Она мне как-то дала свой адрес, но я не могу его найти и забыла ее имя. Но кто бы еще это мог быть? Каченка сказала, что лучше бы мы ее не подвозили, наверное, потому что после этого она думала, что все водители добрые, а вот как все закончилось.

На прошлой неделе мой рисунок выбрали для большой стенгазеты, которая висит в школьном коридоре сразу у входа. Так что я обрадовалась. Еще я вспомнила про Олинку Глубинову – если бы она была жива, то наверняка ее рисунок был бы среди лучших рождественских работ. А мой рисунок не очень долго продержался. В пятницу повесили стенгазету, а в понедельник пани учительница Колачкова принесла мне его обратно и сказала, что он не поместился. Но это неправда, я видела, что он там уже был.

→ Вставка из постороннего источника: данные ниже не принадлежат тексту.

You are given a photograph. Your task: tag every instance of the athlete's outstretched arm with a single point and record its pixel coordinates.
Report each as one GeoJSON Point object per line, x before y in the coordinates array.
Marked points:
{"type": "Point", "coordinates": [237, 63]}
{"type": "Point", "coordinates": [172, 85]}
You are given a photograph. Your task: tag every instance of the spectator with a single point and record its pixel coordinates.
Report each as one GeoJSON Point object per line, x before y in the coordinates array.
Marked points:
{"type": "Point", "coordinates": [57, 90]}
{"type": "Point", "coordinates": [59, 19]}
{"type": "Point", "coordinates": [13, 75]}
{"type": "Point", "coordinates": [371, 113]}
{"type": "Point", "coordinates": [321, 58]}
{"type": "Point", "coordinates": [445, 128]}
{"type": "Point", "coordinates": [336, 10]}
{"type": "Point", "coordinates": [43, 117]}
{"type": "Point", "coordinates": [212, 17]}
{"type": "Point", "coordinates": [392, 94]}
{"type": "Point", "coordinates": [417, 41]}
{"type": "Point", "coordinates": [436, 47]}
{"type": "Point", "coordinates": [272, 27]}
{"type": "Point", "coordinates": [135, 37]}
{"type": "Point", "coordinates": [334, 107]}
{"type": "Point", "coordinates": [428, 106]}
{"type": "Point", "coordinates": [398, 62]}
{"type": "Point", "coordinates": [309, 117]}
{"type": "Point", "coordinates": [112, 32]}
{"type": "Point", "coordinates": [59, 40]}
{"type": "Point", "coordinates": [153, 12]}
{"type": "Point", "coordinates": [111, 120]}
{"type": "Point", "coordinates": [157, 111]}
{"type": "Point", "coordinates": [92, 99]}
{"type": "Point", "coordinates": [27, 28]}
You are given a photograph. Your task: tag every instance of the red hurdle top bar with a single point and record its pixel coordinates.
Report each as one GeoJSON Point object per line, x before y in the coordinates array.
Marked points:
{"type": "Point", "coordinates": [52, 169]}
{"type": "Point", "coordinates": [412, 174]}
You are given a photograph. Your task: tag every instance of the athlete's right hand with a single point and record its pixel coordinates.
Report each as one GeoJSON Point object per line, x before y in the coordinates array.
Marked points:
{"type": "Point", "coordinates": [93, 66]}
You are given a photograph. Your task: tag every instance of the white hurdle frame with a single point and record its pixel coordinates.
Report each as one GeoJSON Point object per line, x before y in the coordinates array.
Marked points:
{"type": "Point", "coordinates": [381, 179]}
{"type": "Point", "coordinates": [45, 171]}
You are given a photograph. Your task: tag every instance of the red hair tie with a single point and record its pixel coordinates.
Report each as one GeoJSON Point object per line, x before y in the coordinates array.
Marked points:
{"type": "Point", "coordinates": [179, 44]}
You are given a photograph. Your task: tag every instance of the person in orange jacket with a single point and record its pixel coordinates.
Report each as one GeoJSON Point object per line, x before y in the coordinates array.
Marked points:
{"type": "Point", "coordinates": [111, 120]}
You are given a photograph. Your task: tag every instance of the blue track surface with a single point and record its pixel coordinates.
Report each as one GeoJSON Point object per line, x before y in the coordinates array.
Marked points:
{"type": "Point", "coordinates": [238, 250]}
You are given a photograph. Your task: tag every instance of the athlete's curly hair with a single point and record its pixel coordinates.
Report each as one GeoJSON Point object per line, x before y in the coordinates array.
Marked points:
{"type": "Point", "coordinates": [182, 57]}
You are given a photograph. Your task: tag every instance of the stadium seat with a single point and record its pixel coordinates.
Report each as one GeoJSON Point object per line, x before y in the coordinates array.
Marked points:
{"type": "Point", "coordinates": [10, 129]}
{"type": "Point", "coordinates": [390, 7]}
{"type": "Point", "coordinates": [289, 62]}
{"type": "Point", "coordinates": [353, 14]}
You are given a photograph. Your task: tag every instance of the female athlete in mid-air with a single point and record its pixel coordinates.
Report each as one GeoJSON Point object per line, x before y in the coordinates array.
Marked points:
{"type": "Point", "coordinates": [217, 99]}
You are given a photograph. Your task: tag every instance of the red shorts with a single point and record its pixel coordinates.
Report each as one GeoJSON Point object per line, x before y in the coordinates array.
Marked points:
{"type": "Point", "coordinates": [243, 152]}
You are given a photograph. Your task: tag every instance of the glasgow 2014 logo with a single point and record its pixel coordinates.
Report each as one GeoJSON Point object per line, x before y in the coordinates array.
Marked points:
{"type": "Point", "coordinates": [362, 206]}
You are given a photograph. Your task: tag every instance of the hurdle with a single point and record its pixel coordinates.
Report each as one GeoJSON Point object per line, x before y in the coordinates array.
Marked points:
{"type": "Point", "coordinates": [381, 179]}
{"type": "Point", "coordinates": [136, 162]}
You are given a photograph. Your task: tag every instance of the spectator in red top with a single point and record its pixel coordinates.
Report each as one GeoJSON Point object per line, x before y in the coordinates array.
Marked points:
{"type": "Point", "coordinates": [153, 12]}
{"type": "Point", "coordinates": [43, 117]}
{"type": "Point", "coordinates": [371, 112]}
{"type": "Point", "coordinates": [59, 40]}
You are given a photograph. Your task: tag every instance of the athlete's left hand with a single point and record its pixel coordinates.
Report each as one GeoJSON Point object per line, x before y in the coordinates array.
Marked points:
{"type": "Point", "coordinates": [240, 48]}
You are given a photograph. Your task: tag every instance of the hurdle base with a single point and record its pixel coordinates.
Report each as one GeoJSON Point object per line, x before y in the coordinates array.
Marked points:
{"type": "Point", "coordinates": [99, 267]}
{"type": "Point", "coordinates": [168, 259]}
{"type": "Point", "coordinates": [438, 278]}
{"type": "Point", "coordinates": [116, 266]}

Я не стала об этом рассказывать Каченке, потому что это опять, наверное, случилось из-за нее. Вот недавно я должна была читать стихотворение на одном школьном празднике, и в результате тоже ничего не вышло. Я слышала, как одна учительница сказала учительнице Колачковой: «Марженка, эта Фрайштайнова – дочь ТОГО Фрайштайна и ТОЙ Соучковой? Тогда, пожалуйста, лучше не надо, нет. Не будем никого напрасно раздражать». Они, наверное, снова не захотели кого-то напрасно раздражать.

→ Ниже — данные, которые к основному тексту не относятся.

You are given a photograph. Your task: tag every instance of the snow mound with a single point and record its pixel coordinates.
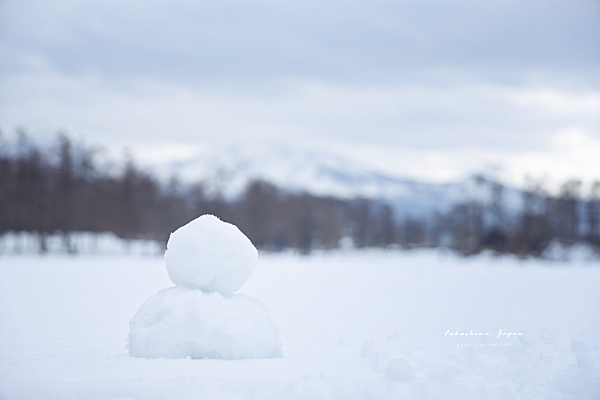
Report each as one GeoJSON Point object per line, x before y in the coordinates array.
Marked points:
{"type": "Point", "coordinates": [210, 255]}
{"type": "Point", "coordinates": [182, 322]}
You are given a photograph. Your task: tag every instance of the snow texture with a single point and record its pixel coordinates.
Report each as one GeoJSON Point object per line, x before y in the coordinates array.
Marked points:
{"type": "Point", "coordinates": [345, 319]}
{"type": "Point", "coordinates": [210, 255]}
{"type": "Point", "coordinates": [182, 322]}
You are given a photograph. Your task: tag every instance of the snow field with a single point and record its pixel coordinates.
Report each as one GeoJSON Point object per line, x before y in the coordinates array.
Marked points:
{"type": "Point", "coordinates": [353, 325]}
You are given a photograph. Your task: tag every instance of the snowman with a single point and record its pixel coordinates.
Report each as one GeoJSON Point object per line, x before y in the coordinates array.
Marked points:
{"type": "Point", "coordinates": [203, 317]}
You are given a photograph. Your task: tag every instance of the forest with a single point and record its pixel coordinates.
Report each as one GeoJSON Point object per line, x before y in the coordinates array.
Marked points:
{"type": "Point", "coordinates": [62, 188]}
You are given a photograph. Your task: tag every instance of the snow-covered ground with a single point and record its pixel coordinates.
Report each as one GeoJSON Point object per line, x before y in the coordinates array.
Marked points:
{"type": "Point", "coordinates": [354, 325]}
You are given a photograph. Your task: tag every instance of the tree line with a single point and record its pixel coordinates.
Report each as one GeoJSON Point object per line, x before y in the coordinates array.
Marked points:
{"type": "Point", "coordinates": [61, 189]}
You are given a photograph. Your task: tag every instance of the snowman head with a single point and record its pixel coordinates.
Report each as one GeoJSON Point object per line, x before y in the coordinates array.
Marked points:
{"type": "Point", "coordinates": [210, 255]}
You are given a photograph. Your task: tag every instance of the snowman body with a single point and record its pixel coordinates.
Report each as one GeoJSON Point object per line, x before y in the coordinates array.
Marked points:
{"type": "Point", "coordinates": [202, 317]}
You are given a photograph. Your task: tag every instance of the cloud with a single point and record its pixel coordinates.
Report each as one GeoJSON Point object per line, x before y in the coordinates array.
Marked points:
{"type": "Point", "coordinates": [432, 89]}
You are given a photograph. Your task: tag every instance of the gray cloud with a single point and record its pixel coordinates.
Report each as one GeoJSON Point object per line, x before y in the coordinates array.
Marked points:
{"type": "Point", "coordinates": [495, 77]}
{"type": "Point", "coordinates": [350, 42]}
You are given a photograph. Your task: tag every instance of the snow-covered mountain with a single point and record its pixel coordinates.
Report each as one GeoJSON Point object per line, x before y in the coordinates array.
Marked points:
{"type": "Point", "coordinates": [321, 172]}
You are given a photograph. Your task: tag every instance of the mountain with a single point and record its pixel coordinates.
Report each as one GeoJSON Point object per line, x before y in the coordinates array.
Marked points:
{"type": "Point", "coordinates": [228, 169]}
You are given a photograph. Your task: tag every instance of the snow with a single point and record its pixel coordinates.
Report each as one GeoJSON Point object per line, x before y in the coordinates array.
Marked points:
{"type": "Point", "coordinates": [353, 325]}
{"type": "Point", "coordinates": [182, 322]}
{"type": "Point", "coordinates": [210, 255]}
{"type": "Point", "coordinates": [203, 318]}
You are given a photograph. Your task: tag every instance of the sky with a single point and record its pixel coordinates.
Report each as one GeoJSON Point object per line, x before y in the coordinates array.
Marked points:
{"type": "Point", "coordinates": [430, 89]}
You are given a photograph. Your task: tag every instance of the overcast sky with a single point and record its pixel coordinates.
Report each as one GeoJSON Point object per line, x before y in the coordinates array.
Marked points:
{"type": "Point", "coordinates": [427, 89]}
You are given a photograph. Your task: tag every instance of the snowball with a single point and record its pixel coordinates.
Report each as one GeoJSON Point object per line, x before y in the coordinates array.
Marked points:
{"type": "Point", "coordinates": [182, 322]}
{"type": "Point", "coordinates": [210, 255]}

Ничего страшного, Будь Жегорт и бровью бы не повел. Только Каченка никакой не Будь Жегорт, и, когда мы встретили Кроупову, Коштала, Новотного и других из театра и они сразу перешли на другую сторону, она расплакалась прямо на улице.

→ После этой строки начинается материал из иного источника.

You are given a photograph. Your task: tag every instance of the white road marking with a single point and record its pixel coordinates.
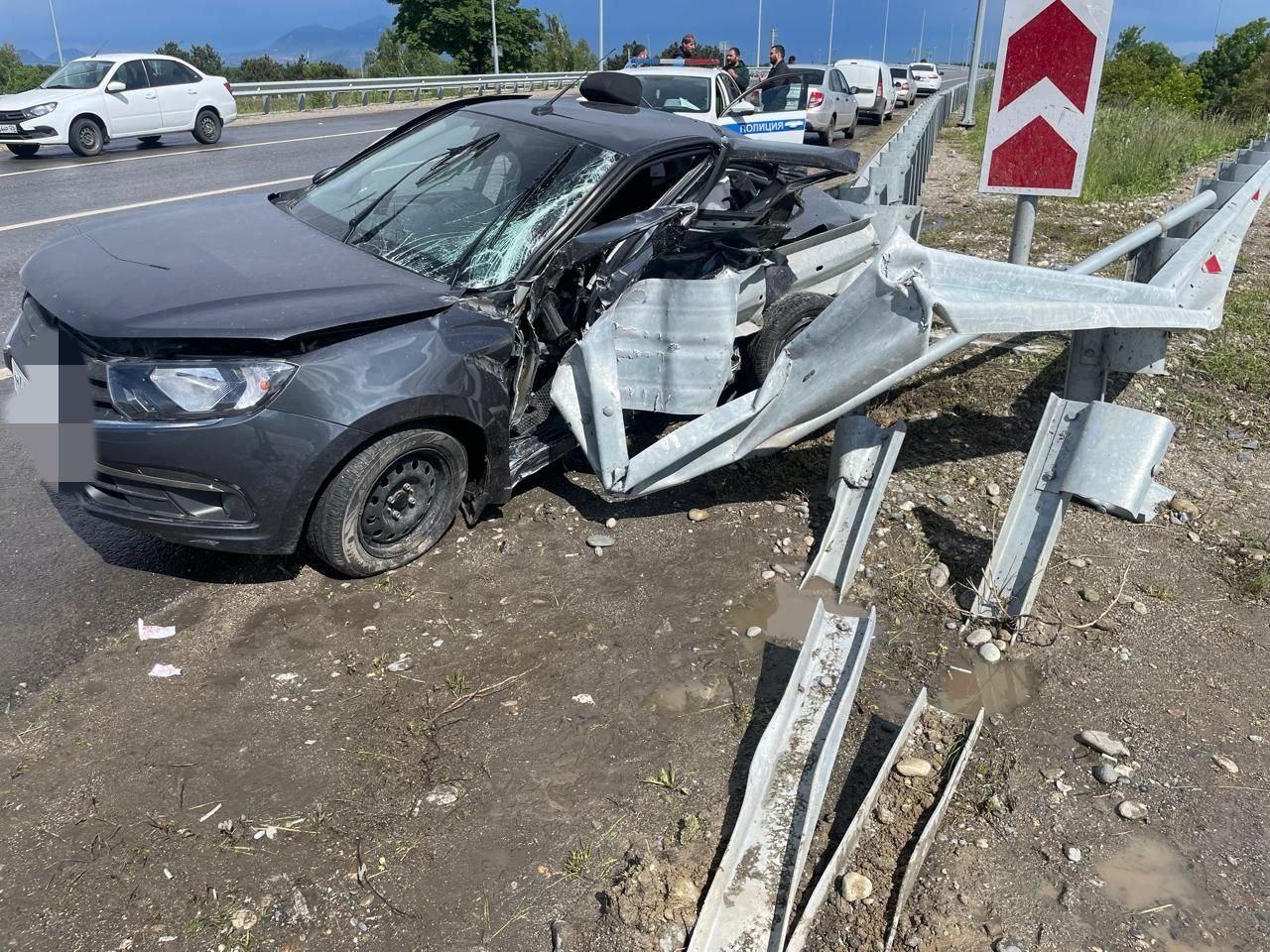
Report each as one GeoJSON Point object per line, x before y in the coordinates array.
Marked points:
{"type": "Point", "coordinates": [191, 151]}
{"type": "Point", "coordinates": [145, 204]}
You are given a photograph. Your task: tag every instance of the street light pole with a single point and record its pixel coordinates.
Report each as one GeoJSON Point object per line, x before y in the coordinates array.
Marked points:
{"type": "Point", "coordinates": [758, 37]}
{"type": "Point", "coordinates": [885, 26]}
{"type": "Point", "coordinates": [833, 9]}
{"type": "Point", "coordinates": [493, 19]}
{"type": "Point", "coordinates": [975, 55]}
{"type": "Point", "coordinates": [62, 60]}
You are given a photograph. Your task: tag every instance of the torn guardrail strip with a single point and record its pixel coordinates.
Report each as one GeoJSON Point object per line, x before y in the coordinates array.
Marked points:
{"type": "Point", "coordinates": [928, 837]}
{"type": "Point", "coordinates": [864, 457]}
{"type": "Point", "coordinates": [747, 905]}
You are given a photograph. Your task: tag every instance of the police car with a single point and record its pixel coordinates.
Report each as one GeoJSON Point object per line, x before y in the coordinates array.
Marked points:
{"type": "Point", "coordinates": [774, 109]}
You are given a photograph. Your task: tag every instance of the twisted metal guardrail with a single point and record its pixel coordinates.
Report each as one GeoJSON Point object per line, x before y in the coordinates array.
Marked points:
{"type": "Point", "coordinates": [395, 86]}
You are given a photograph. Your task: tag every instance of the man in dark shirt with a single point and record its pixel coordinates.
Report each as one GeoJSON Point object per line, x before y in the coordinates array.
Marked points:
{"type": "Point", "coordinates": [737, 68]}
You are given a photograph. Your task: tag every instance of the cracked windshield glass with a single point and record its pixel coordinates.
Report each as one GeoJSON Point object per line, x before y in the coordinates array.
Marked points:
{"type": "Point", "coordinates": [463, 200]}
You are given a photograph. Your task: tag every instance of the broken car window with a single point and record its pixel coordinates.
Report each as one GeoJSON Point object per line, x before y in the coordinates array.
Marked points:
{"type": "Point", "coordinates": [463, 199]}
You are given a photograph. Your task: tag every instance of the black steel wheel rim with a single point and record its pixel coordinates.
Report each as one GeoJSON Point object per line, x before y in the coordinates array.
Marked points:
{"type": "Point", "coordinates": [400, 499]}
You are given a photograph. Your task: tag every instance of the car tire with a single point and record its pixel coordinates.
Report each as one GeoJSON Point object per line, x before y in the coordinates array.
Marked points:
{"type": "Point", "coordinates": [207, 127]}
{"type": "Point", "coordinates": [783, 321]}
{"type": "Point", "coordinates": [86, 137]}
{"type": "Point", "coordinates": [390, 503]}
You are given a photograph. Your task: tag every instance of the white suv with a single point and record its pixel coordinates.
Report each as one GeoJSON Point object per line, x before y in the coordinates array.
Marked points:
{"type": "Point", "coordinates": [91, 100]}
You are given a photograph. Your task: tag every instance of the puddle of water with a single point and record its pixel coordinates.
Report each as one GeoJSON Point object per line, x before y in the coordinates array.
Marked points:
{"type": "Point", "coordinates": [679, 697]}
{"type": "Point", "coordinates": [997, 688]}
{"type": "Point", "coordinates": [784, 612]}
{"type": "Point", "coordinates": [1146, 874]}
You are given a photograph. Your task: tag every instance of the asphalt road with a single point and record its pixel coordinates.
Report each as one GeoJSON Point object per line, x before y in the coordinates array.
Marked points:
{"type": "Point", "coordinates": [70, 580]}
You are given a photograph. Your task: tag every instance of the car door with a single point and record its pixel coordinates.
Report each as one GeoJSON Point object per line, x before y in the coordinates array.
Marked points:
{"type": "Point", "coordinates": [774, 109]}
{"type": "Point", "coordinates": [132, 111]}
{"type": "Point", "coordinates": [178, 91]}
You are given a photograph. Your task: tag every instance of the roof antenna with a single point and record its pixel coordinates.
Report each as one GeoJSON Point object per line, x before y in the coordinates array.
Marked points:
{"type": "Point", "coordinates": [547, 107]}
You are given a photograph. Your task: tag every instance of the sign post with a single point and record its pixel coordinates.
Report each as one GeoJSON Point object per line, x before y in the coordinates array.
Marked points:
{"type": "Point", "coordinates": [1040, 118]}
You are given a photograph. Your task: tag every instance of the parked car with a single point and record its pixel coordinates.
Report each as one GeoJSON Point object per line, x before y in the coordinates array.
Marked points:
{"type": "Point", "coordinates": [775, 111]}
{"type": "Point", "coordinates": [871, 86]}
{"type": "Point", "coordinates": [829, 105]}
{"type": "Point", "coordinates": [906, 85]}
{"type": "Point", "coordinates": [352, 362]}
{"type": "Point", "coordinates": [94, 99]}
{"type": "Point", "coordinates": [929, 77]}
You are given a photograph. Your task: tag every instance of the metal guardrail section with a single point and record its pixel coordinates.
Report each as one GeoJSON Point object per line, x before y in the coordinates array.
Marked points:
{"type": "Point", "coordinates": [394, 85]}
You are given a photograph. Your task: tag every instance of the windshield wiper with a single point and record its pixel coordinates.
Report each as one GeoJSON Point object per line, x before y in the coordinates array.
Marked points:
{"type": "Point", "coordinates": [541, 181]}
{"type": "Point", "coordinates": [445, 160]}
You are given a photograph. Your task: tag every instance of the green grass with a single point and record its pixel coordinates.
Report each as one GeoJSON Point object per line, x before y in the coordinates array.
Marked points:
{"type": "Point", "coordinates": [1238, 352]}
{"type": "Point", "coordinates": [1141, 151]}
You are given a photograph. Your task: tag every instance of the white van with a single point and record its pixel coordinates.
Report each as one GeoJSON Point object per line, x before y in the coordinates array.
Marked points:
{"type": "Point", "coordinates": [871, 86]}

Каченка переживает, а я стараюсь хорошо себя вести и не сердить ее по пустякам. Но иногда это не получается, потому что у нее бывают разные странные идеи и она такая же упрямая, как закопская бабушка. Я поссорилась с ней из-за стиха. Я не хотела ссориться, я хотела ей все объяснить, но ничего не вышло. На рождественских каникулах надо было выучить наизусть стихотворение, но не одно для всех из учебника, а кто какое захочет. Чтобы потом целый урок читать стихи.

Я собиралась посмотреть в разных книгах и выбрать, что мне больше всего понравится. Но Каченка сказала:

– Не надо, я знаю, что тебе прочитать. Не будем ничего искать, послушай. Йозеф Вацлав Сладек:

Я еще девушка юная слишком, словно березка вон та у плетня. Все впереди – и любовь, и детишки, только вот вырастит мама меня. Снова на Троицу юноши наши в лес за зеленой добычей идут. Девичье сердце от радости пляшет, ленты на деревце майском цветут. Рано пока мне водиться с парнями, не доросла еще. Но через год суженый мой с голубыми глазами майское деревце мне принесет. [36]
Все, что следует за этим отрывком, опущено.